Double emulsion technology backed for salt reduction
The use of duplex emulsion technology could help to boost the perceived saltiness in reduced sodium processed foods, according to new research.

The study – published in Flavour ​– aimed to provide an initial evaluation of whether double (duplex) emulsion technology presents an opportunity for industry to reduce salt in emulsion-based liquid or semi-liquid foods while keeping the fat content constant.

Led by Dr Bettina Wolf of the University of Nottingham, UK, the research team revealed that the use of duplex emulsion technology – water-oil-water (WOW) emulsions in which the salt is only contained in one of the aqueous phases – resulted in a higher perception of saltiness in both simple emulsions and formulated products. 

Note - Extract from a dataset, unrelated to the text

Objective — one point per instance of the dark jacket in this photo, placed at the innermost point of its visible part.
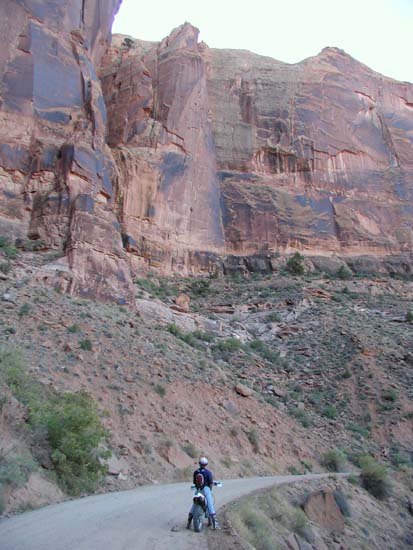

The team backed the double emulsion technology to further aid salt reduction efforts in the food industry, arguing that further lowering of salt may be possible in processed foods that utilize emulsion systems despite the fact that use of such duplex emulsions can result in increased viscosity.

“The results showed that salt reduction may be possible despite the added technology increasing the overall measured viscosity of the product,”​ said Wolf and her team – who noted that such changes in viscosity behavior which impact mouthfeel could be positively exploited in addition to the contribution towards salt reduction.

“In view to applying this technology to real processed foods, it needs to be tested for the product in question, but given the interesting novel data presented it should be considered as part of a salt reduction tool box,” ​they added.

Study details

Emulsions and a more complex emulsion-based ambient vegetable soup were tested using paired comparison tests to identify the samples perceived as saltier in each pair of single and duplex emulsions.

“Sensory assessment of saltiness of emulsion pairs indicated duplex technology enhanced saltiness perception compared to a single emulsion product at the same salt content in both simple emulsions and a formulated food product although assessors noted the increased viscosity of the duplex systems,”​ the researchers explained.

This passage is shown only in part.